TRENTO. Mentre sui social (e su buona parte dei media) infuria l'orso-fobia ed è psicosi (quasi) collettiva, fra i boschi che cingono Malga Cimana si respira un'aria (fortunatamente) più rassicurante.
I cartelli che avvertono della presenza di orsi e lupi campeggiano ben visibili all'inizio dei sentieri, rendendo consapevoli gli escursionisti (così come dovrebbe essere) dei potenziali "pericoli" che si corrono inoltrandosi nella vegetazione.
Se poi ci si ferma a parlare con chi quei luoghi li frequenta letteralmente da una vita, quell'incontenibile paura mista ad ansia che emerge sui social (fra post allarmistici e articoli con titoli sensazionalistici) sembra diventare una "semplice" questione da 'leoni da testiera' (almeno per quanto riguarda la località di cui raccontiamo ndr).
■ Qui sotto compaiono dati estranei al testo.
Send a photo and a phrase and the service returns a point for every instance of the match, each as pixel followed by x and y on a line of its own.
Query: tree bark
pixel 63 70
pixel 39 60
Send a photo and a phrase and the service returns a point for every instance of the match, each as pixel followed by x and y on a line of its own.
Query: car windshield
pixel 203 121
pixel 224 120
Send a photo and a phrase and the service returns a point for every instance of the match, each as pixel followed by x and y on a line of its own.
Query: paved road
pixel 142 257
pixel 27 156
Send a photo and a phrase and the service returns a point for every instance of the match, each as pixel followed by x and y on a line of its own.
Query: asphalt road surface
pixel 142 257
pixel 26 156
C'è timore? Forse un po', ma non più di quanto quello che è possibile provare cimentandosi in qualsiasi esperienza in quota. Diverse persone incontrate in zona e in particolare coloro i quali trascorrono estate intere in località Cimana sembrano essere consapevoli di cosa significhi inoltrarsi nel bosco in presenza dei grandi carnivori e, soprattutto, che sappiano come comportarsi.
C'è chi va a funghi più volte al giorno con consapevolezza e senza porsi "troppi problemi" o ancora chi un po' di paura ce l'ha e sceglie quindi di andare a camminare solo in compagnia. Nessuno, però, fra gli intervistati parrebbe aver scelto di rinunciare alle escursioni per timore dei grandi carnivori.
Insomma, testimonianze ben lontane da quell'"orso-fobia" raccontata su Facebook da persone che, ormai ogni giorno, riferiscono a gran voce di non addentrarsi più nei boschi "per colpa dell'orso" e che per questo si sentono "privati della (propria) libertà".
A rassicurare, se si approda nella zona di Malga Cimana, non sono soltanto alcuni locali, ma anche i forestali, pronti a dare qualche dritta e a spiegare come comportarsi in caso d'incontro ravvicinato con un plantigrado o un lupo. Un buon esempio, ma è evidente che resta ancora molto da fare.